O Québec é uma sociedade distinta
dentro do Canadá devido à sua língua e cultura. Se no passado os quebequenses
já se diziam, a julgar as palavras do deputado Henri Bourassa, como os
verdadeiros canadenses em uma época que os canadenses de língua inglesa continuavam
ligados ao Império Inglês, a partir dos anos 50 o Québec mergulhou em um
profundo despertar de sua identidade québécoise.
Esse processo levou os quebequenses às urnas por duas oportunidades (em 1980 e
1995) para decidir sobre sua independência do restante do Canadá. Mesmo com
dois reveses (o segundo por menos de 55 mil votos) o projeto de independência
do Québec continua a contar com apoio popular.
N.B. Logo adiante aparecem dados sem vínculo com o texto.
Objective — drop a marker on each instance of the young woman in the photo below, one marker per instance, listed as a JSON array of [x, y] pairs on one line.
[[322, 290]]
Historicamente é o Partido
Quebequense (PQ) o principal responsável por levar adiante a idéia. O partido não detém, contudo, o monopólio
deste projeto no cenário político local, outras formações como a Option Nationale e Québec Solidaire (QS) surgem como plataformas independentistas.
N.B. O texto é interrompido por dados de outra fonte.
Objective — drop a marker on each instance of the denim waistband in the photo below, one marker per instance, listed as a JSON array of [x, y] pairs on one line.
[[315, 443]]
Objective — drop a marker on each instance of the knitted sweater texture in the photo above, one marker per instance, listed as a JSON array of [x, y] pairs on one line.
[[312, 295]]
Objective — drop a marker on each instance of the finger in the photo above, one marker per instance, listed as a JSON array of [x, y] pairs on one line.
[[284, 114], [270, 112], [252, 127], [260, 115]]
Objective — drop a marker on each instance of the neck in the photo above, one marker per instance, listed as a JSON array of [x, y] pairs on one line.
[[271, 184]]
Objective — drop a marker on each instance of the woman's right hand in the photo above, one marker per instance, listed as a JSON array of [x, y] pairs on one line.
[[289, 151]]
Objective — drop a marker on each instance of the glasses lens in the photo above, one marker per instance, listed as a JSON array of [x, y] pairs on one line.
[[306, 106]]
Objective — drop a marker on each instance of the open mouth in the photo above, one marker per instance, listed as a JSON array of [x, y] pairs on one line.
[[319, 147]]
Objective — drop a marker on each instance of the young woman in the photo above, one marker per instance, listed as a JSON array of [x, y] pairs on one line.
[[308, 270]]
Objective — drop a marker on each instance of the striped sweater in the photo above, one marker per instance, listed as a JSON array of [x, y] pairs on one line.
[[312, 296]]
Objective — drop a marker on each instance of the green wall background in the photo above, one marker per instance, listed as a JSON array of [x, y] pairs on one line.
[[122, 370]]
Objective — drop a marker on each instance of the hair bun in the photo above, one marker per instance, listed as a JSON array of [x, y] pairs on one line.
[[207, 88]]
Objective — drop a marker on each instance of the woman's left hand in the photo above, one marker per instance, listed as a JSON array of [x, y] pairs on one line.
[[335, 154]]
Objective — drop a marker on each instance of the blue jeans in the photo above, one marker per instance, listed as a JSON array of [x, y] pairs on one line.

Após um longo reinado de 9 anos
do Partido Liberal do Québec (PLQ), porta voz dos federalistas na província, o
PQ venceu as eleições de 2012 e Pauline Marois assumiu o posto de Primeira
Ministra do Québec. Não conseguindo obter a maioria na Assembleia Nacional e
não dispondo de alianças com outros grupos parlamentares o PQ formou um governo
minoritário. Em 18 meses de governo, Marois se dedicou, em especial, ao controverso
projeto de Carta de Valores Quebequenses[i],
que tem como principais pontos: (1) proibir o uso de símbolos religiosos ostensivos,
(2) neutralidade do pessoal da função pública e (3) tornar obrigatório que
funcionários públicos trabalhem com o rosto descoberto (o alvo aqui é bem
claro: mulheres de confissão muçulmana).
É nesse cenário que a Primeira
Ministra Pauline Marois dissolveu a Assembleia Nacional em 5 de março e
decretou a realização de eleições gerais no dia 7 de abril.
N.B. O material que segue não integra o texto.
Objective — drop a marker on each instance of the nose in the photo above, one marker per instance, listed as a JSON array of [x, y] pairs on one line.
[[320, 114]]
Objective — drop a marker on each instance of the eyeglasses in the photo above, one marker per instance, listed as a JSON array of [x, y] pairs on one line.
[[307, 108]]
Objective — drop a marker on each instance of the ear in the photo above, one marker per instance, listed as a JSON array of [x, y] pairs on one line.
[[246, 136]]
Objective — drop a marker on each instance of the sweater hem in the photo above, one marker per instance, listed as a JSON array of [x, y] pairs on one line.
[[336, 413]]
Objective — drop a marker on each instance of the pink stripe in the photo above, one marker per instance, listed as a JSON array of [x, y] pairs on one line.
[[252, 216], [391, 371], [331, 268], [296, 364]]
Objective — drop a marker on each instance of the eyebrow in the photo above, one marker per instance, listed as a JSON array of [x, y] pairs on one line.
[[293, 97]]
Dentre os argumentos que Pauline
Marois dispunha para respaldar sua decisão estava a recuperação da popularidade
de seu governo após uma bem sucedida exposição midiática no trágico acidente de
trem em Lac-Mégantic, que deixou 47 mortos. Ainda, sondagens publicadas entre
os meses de janeiro e fevereiro colocavam o PQ em primeira posição nas
intenções de voto, com possibilidade de obter a maioria necessária na
Assembleia Nacional. O argumento final foi que a oposição bloqueava as ações do
governo e votaria contra o orçamento que seria apresentado pelo governo do PQ.
Aparentemente a eleição caminhava
em direção ao domínio das questões econômicas. Porém, praticamente 20 anos
depois da realização do último referendo (dos quais, 10 anos com governos do
PQ) a questão nacional foi trazida de volta ao centro do debate.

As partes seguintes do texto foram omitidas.